Another Cartesian chart result with more configuration full JS here:

It renders:
Alt Text


More - Implementation in a project

If you have only one simple chart to draw, you can use the same implementation as in the previous examples.

In one of our projects, we had to display multiple Cartesian charts (bars, scatter plot and lines). We made a component (We use Angular in this project, but any "view-level class" can do the same) that extends an adapter, that extends this CartesianChart. This component can set an HTML class via the configuration (to set the correct chart using a unique DOM path). That allows us to have some of these components on one page, and so multiple charts on the same page.

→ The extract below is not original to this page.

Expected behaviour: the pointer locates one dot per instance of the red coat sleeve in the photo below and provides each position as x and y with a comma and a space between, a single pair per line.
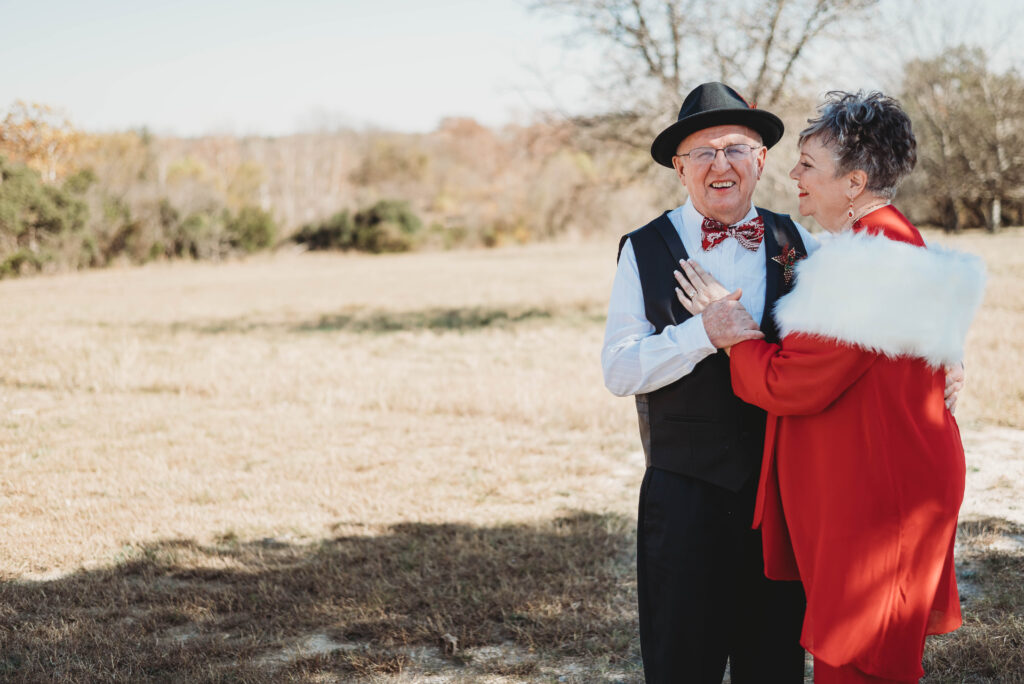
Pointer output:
800, 377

To have cleaner code, we separate line, point, vertical bars and horizontal bars charts in four classes. These classes implement an interface (we use Typescript) ChartDrawer. Each ChartDrawer has a ctx object that is a CartesianChart class, and a draw method. Then we have a configuration to say which data must be drawn by which ChartDrawer. That allows us to have lines, points and bars on the same chart, but with clean code. Each class is responsible for its own rendering and interaction possibilities.

The final implementation looks like this:

Alt Text

The code is quite well organized, flexible and testable.


Notes

  • It's a "half-public" library, made within a private project. We sadly don't have time to look at new issues or PR, except if we experience them directly. But don't hesitate to fork or take a look at examples to implement your charts.
  • It's only tested on modern browsers with small datasets.